Mrs C complained that over a 12-month period, two doctors at her medical practice failed to provide her with appropriate clinical treatment for her back. Mrs C said that when an MRI scan was eventually arranged, this showed that she had a tumour on her spinal cord which she had surgery to remove.

Mrs C said the two doctors at the practice failed to listen to her when she explained her ongoing symptoms and asked for help, failed to undertake appropriate assessments and investigations, and failed to arrange appropriate specialist referrals.

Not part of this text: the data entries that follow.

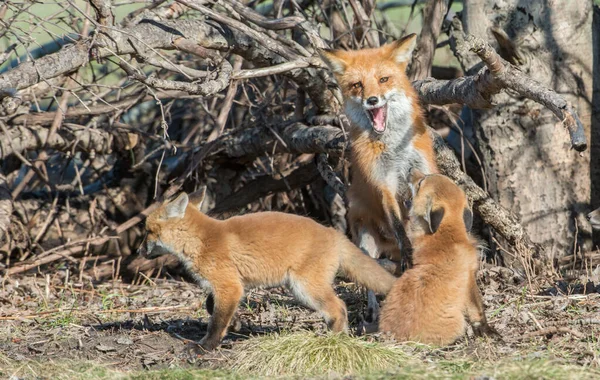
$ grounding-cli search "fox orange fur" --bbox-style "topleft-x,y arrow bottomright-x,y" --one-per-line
320,34 -> 439,318
140,188 -> 396,351
379,171 -> 494,346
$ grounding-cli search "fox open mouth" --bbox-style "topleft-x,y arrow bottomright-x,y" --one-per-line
366,105 -> 388,134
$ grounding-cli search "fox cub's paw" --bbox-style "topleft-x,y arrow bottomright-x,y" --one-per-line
472,322 -> 502,340
198,336 -> 221,352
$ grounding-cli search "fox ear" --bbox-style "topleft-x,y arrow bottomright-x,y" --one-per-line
390,33 -> 417,64
424,196 -> 444,234
164,192 -> 189,219
408,168 -> 425,197
319,48 -> 348,75
463,208 -> 473,232
410,168 -> 425,184
188,186 -> 207,211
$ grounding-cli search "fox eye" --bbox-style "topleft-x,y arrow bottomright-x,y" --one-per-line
379,77 -> 389,83
352,82 -> 362,89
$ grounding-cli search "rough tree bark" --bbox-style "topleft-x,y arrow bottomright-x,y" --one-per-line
460,0 -> 594,256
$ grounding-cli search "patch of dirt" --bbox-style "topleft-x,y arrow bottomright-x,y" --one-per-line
1,265 -> 599,372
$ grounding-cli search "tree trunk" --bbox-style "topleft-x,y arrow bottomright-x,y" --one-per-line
461,0 -> 594,256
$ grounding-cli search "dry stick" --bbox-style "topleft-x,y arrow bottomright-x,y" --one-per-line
212,56 -> 244,141
516,326 -> 585,341
219,0 -> 311,57
232,60 -> 315,80
347,0 -> 378,48
9,91 -> 184,126
408,0 -> 449,80
173,0 -> 300,61
0,305 -> 195,320
223,0 -> 305,30
316,154 -> 347,202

We took independent medical advice and found that the two doctors communicated reasonably with Mrs C, undertook appropriate assessments, investigations and referrals and provided her with appropriate treatments based on her clinical symptoms at the time. We found that the doctors followed the Scottish Government back pain guidelines and the Healthcare Improvement Scotland referral guidelines for suspected cancer and said that the care Mrs C received was of a reasonable standard. The adviser also explained that GPs could not arrange referrals for MRI scans and that such scans could only be requested by a physiotherapist or a hospital specialist. We therefore concluded that the doctors did not fail to provide Mrs C with appropriate clinical treatment in view of her reported symptoms and we did not uphold her complaint.